Published on 21 Jun 2024

A project proposal involving the utilization of soya bean powder for coastal protection is among those being considered for funding

Professor Chu Jian from Nanyang Technological University (NTU) proposes an alternative approach to protecting Singapore's coastlines from rising sea levels. Instead of traditional concrete barriers, his vision involves reshaping and reinforcing flat beaches using natural materials like plant fibers, sand, and soya bean powder. Tube-like beams made from these materials would be used to shield the shoreline from strong waves. Over time, this method aims to allow sand and soil to accumulate, gradually elevating the beaches and creating a natural sea wall capable of adapting to higher sea levels.

Professor Chu Jian's proposal is part of the second series of research projects chosen by Singapore's Coastal Protection and Flood Resilience Institute (CFI) to receive government support and funding. Minister for Sustainability and the Environment Grace Fu announced these new projects on June 20, 2024 during the inaugural Coastal and Flood Resilience Leaders Summit. This summit is integrated into the Singapore International Water Week conference, currently ongoing until June 22, 2024 at the Marina Bay Sands Expo and Convention Centre. Funding for these research initiatives under CFI is sourced from PUB's $125 million Coastal Protection and Flood Management Research Programme.

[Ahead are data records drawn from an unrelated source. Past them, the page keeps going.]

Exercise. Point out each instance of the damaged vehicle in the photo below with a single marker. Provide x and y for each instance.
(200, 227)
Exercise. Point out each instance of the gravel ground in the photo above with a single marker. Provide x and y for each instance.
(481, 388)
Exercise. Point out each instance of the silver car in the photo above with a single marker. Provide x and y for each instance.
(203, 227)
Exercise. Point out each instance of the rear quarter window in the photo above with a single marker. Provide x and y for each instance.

Professor Chu Jian, Chair of NTU's School of Civil and Environmental Engineering, advocates for nature-based beams as a coastal protection solution suitable for fragile ecosystems like mangroves and seagrass habitats. He highlights that traditional hard sea walls can harm coastal environments and hinder nesting creatures such as turtles from reaching parts of the beach.

His approach aims to elevate sandy beaches and soil levels, fostering the growth of coastal trees and mangroves whose roots can mitigate wave impact and retain sediment against rising sea levels.

“Once the barrier (beams) is there, the waves will bring in soil to the back of the barrier and accumulate there to form an elevated land,” said Prof Chu.

Through miniature wave lab simulations, Prof Chu predicts that a single layer of these beams along a coastline can eventually raise the shore by one meter.

Each beam, resembling a sandbag, features a thick outer layer made from plant fiber and is filled with a mixture of sand, soya bean powder, and calcium ions, forming an erosion-resistant "rock". Prof Chu has developed a prototype of this artificial rock. When seawater interacts with the beams, the natural fibres will decompose but ions from the water will reacts with it, in which strengthens it over a few years .

Within two years, Prof Chu plans to field-test prototype beams along shorelines to validate their effectiveness.